- Birth name: Dionigi Sandoli
- Born: September 29, 1913 Philadelphia, Pennsylvania, U.S.
- Died: September 30, 2000 (aged 87)
- Genres: Jazz
- Occupations: Musician; composer; educator;
- Instrument: Guitar

= Dennis Sandole =

American jazz guitarist and educator (1913–2000)

Dennis Sandole (born Dionigi Sandoli; September 29, 1913 – September 30, 2000) was an American jazz guitarist, composer, and music educator from Philadelphia.

==Biography==
Sandole was John Coltrane's mentor from 1946 until the early 1950s, introducing him to music theory beyond chords and scales and exposing him to the music of other cultures. Sandole taught advanced harmonic techniques that were applicable to any instrument, using exotic scales and creating his own.

He taught privately until the end of his life. His students included saxophonists James Moody, Benny Golson, Michael Brecker, Rob Brown, and Bobby Zankel; trumpeter Art Farmer; pianists Matthew Shipp and Sumi Tonooka; guitarists Bruce Eisenbeil, Jim Hall, Joe Diorio, Pat Martino, Frank Gerard, Jon Herington, Bob DeVos, Harry Leahey, and Rufus Harley.

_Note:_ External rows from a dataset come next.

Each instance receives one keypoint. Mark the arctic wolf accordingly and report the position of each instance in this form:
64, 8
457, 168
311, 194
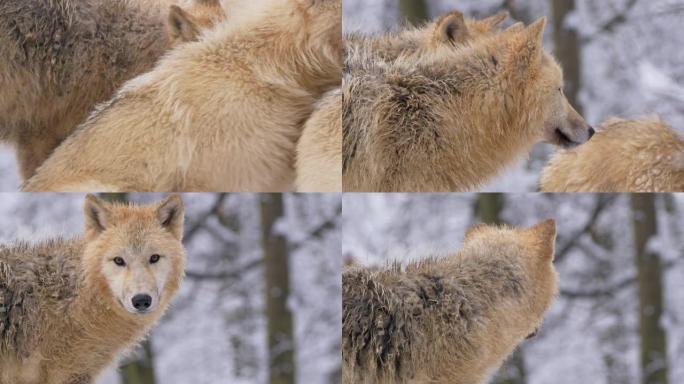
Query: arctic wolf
59, 58
450, 320
220, 114
319, 151
69, 307
451, 120
643, 155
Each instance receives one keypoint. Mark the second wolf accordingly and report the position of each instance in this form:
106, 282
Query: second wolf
70, 307
451, 120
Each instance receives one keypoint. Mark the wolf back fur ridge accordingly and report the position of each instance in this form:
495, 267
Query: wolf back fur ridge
644, 155
35, 280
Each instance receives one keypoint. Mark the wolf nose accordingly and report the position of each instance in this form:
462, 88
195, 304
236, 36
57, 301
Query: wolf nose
142, 302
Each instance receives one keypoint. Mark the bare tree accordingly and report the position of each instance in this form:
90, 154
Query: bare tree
650, 285
414, 11
281, 347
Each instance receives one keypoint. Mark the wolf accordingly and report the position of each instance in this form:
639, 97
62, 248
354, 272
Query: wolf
220, 114
644, 155
448, 320
69, 307
50, 49
451, 120
319, 152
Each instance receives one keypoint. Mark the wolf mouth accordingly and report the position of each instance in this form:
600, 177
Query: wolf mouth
564, 140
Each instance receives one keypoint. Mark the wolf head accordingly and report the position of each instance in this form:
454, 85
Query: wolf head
134, 254
534, 71
519, 263
185, 25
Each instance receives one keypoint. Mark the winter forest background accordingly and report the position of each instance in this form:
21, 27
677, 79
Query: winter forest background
618, 256
221, 328
621, 58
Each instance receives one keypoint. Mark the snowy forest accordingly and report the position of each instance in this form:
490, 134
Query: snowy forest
619, 317
621, 58
222, 327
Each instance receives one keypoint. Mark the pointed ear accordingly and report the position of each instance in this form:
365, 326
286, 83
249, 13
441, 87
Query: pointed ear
181, 26
451, 29
545, 235
526, 50
494, 22
171, 215
97, 216
474, 229
515, 28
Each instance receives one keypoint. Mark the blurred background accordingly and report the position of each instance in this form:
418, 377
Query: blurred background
620, 57
619, 318
222, 327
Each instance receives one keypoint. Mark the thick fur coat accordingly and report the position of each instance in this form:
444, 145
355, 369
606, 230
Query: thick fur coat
450, 320
62, 318
451, 120
220, 114
644, 155
59, 58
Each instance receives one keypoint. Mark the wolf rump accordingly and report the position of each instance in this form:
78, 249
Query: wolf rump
450, 320
643, 155
418, 125
69, 307
59, 58
319, 152
220, 114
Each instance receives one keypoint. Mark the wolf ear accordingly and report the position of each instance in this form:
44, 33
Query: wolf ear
181, 25
494, 22
96, 215
474, 229
515, 28
545, 235
451, 28
170, 215
526, 50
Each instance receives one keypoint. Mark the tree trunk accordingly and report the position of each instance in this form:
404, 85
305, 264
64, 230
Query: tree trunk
568, 50
489, 207
414, 11
649, 273
281, 348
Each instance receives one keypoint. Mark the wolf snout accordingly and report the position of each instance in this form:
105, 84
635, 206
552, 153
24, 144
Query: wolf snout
142, 302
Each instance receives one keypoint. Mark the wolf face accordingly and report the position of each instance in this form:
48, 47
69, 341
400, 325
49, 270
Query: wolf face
542, 75
135, 252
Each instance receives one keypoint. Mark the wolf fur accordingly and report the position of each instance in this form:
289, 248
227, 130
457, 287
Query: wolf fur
319, 151
645, 155
451, 120
58, 58
220, 114
62, 312
450, 320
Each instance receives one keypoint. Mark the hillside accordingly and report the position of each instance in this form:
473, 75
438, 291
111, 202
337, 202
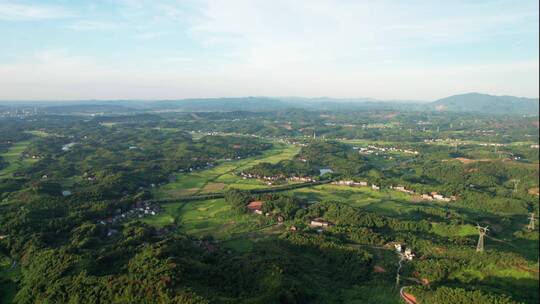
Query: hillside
489, 104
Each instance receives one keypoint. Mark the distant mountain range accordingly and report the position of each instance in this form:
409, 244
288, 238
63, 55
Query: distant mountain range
483, 103
471, 102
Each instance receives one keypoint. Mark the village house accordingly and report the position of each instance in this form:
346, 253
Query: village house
350, 183
319, 222
255, 207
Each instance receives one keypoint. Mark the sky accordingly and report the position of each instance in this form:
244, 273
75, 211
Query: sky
151, 49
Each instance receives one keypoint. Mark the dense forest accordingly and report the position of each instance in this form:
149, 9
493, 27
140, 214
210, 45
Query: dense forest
158, 208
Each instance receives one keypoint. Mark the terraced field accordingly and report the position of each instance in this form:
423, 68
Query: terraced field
13, 157
223, 176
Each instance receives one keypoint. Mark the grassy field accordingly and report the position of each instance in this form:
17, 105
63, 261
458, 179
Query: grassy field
214, 218
385, 202
223, 175
12, 156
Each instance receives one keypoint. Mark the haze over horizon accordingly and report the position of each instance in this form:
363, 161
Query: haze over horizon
130, 49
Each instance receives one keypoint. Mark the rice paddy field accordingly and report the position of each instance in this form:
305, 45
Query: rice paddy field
223, 176
13, 157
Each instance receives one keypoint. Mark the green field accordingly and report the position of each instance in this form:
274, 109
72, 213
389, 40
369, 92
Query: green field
223, 175
13, 157
211, 218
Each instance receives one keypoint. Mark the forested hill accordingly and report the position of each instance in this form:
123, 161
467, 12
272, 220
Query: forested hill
484, 103
471, 103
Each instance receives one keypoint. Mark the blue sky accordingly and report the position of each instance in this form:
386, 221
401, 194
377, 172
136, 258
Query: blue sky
138, 49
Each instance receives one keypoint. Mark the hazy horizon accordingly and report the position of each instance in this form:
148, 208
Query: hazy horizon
137, 49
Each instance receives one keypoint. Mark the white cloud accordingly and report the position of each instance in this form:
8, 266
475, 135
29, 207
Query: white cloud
92, 25
23, 12
54, 74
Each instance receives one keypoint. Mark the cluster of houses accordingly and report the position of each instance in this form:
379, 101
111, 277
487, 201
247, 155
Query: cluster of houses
405, 252
32, 156
371, 149
352, 183
270, 179
256, 207
140, 210
425, 196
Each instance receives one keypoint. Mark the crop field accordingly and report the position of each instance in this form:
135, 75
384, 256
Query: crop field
207, 218
12, 156
390, 203
223, 176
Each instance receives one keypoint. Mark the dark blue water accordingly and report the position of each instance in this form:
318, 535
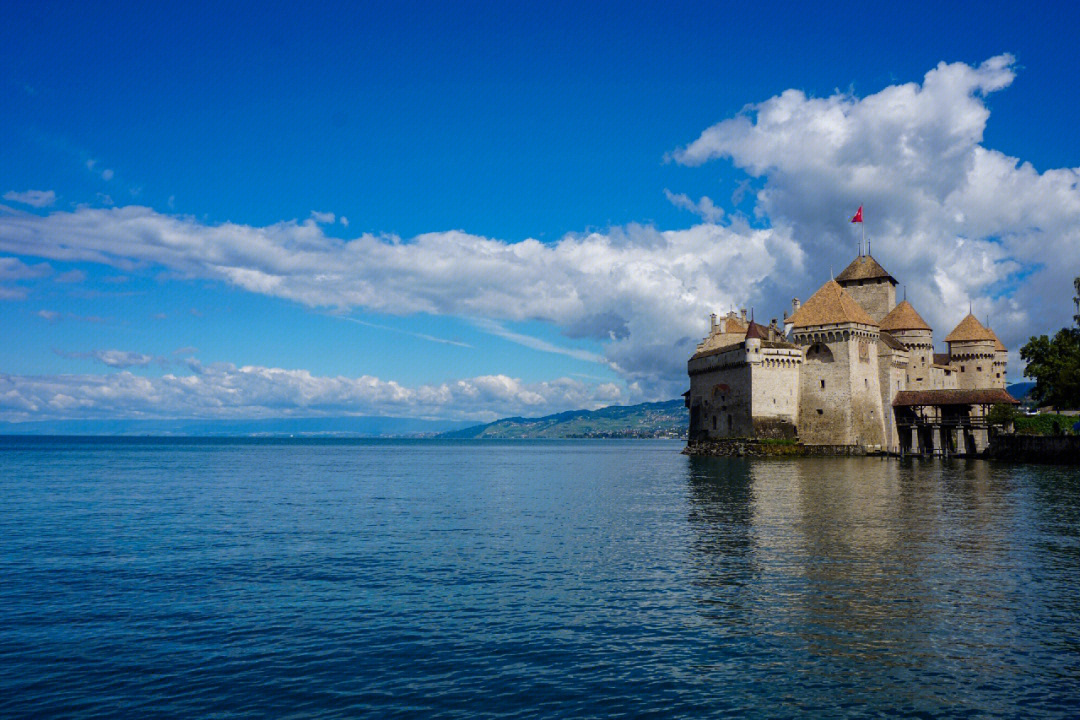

Sandole recorded Modern Music from Philadelphia with his brother, Adolf Sandole (1922–1959), which was released by Fantasy Records in 1956 and credited to The Sandole Brothers.

==Death and interment==
Sandole died on September 30, 2000, in Philadelphia, Pennsylvania and was interred at West Laurel Hill Cemetery.